Memory copy latency and kernel launch overhead

I used the following piece of code to measure memory copy latency and kernel launch overhead for a GTX 580. I see latencies of 7.4usec, 9.5usec for host-to-device and device-to-host memory copies, and a 4.5usec overhead for launching an empty kernel. Are these in line with the expected values? Am I doing something wrong? Where can I find a good reference for some standardised testing methodologies and results? Thank you!


#include
#define NDATA 10
#define NLOOP 100000

global void doNothing() {
}

int main(void) {
float x;
x = (float
)malloc(NDATA * sizeof(float));
memset(x, 0, NDATA * sizeof(float));
float *dev_x; cudaMalloc(&dev_x, NDATA * sizeof(float));
float host_to_device_time = 0.0f, device_to_host_time = 0.0f, delta_time, kernel_overhead_time = 0.0f;

cudaEvent_t start, stop;
cudaEventCreate(&start);
cudaEventCreate(&stop);

for (int i = 0; i < NLOOP; i++) {
	cudaEventRecord(start, 0);
	cudaMemcpy(dev_x, x, NDATA * sizeof(float), cudaMemcpyHostToDevice);
	cudaEventRecord(stop, 0);
	cudaEventSynchronize(stop);
	cudaEventElapsedTime(&delta_time, start, stop);
	host_to_device_time += delta_time;
}
host_to_device_time /= NLOOP;

for (int i = 0; i < NLOOP; i++) {
	cudaEventRecord(start, 0);
	cudaMemcpy(x, dev_x, NDATA * sizeof(float), cudaMemcpyDeviceToHost);
	cudaEventRecord(stop, 0);
	cudaEventSynchronize(stop);
	cudaEventElapsedTime(&delta_time, start, stop);
	device_to_host_time += delta_time;
}
device_to_host_time /= NLOOP;

for (int i = 0; i < NLOOP; i++) {
	cudaEventRecord(start, 0);
	doNothing<<<1,1>>>();
	cudaEventRecord(stop, 0);
	cudaEventSynchronize(stop);
	cudaEventElapsedTime(&delta_time, start, stop);
	kernel_overhead_time += delta_time;		
}
kernel_overhead_time /= NLOOP;

float data_MB = (1.0f * NDATA * sizeof(float)) / (1024 * 1024);

std::cout << "Host to Device:\n";
std::cout << "\tTotal Data transferred: " << data_MB << "MB\n";
std::cout << "\tTotal Time: " << host_to_device_time << "msec\n";
std::cout << "\tTransfer rate: " << 1.024f * data_MB / host_to_device_time << "GB/sec\n";
std::cout << "Device to Host:\n";
std::cout << "\tTotal Data transferred: " << data_MB << "MB\n";
std::cout << "\tTotal Time: " << device_to_host_time << "msec\n";
std::cout << "\tTransfer rate: " << 1.024f * data_MB / device_to_host_time << "GB/sec\n";
std::cout << "Kernel overhead:\n";
std::cout << "\t" << 1000 * kernel_overhead_time << "usec\n";

cudaEventDestroy(start);
cudaEventDestroy(stop);	

return 0;

}

You are doing it right.

The overhead could be the WDDM (Windows display driver model)

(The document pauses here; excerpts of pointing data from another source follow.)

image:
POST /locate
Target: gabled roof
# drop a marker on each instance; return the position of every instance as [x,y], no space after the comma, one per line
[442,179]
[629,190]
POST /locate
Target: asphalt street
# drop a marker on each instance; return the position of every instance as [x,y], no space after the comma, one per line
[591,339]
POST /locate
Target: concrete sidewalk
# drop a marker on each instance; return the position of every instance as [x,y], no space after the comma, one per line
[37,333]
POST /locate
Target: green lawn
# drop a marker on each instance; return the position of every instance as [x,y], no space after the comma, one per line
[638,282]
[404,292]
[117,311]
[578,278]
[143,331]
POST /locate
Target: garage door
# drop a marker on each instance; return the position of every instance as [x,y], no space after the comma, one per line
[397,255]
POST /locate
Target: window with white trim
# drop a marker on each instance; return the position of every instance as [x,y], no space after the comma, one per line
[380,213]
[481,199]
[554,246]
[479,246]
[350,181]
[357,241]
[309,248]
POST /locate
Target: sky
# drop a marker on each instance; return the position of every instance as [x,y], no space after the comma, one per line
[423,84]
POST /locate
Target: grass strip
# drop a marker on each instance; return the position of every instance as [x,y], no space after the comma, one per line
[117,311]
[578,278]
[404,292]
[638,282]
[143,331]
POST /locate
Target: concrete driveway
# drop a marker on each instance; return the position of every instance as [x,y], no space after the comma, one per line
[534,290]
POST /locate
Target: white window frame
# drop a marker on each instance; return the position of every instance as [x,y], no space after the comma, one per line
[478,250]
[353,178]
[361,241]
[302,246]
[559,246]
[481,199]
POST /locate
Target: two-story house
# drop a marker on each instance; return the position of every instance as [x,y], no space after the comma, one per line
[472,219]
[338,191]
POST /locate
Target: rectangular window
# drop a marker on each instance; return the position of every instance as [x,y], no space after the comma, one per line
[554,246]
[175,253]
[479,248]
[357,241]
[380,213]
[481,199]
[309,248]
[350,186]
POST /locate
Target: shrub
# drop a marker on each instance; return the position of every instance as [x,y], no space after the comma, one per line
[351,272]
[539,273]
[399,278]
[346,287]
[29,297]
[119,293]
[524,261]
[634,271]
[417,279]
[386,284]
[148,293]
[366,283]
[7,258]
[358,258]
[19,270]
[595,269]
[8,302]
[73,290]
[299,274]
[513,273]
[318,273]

Are you using Vista/Win 7?

I don’t see an easy fix to this, but you could use a Tesla card to enable TCC drivers and bypass the WDDM or change the OS (Linux/Win XP).

Actually, I’m using a linux box with Ubuntu installed. The reason I’m skeptical is that I read on another forum post that expected latencies are around 500 clock cycles, which for a 1.544GHz processor translates into 0.3usec. My measured latencies are 1-2 orders of magnitude bigger. Surely, NVIDIA must have some empirical numbers on these; I just haven’t been able to find the source yet…

I also tested an older card, GTX 8800, and got almost double the numbers above: 15usec (host-to-device), 24usec (device-to-host), and 9usec (kernel launch overhead).

The numbers you get for launch overhead are reasonable for the GTX 580 and the 8800 GTX in Linux. Fermi cards have less overhead than older devices.

I believe 500 shader clock cycles is roughly the latency for reading device memory inside a kernel. (300 clock cycles is the number I recall from some time ago)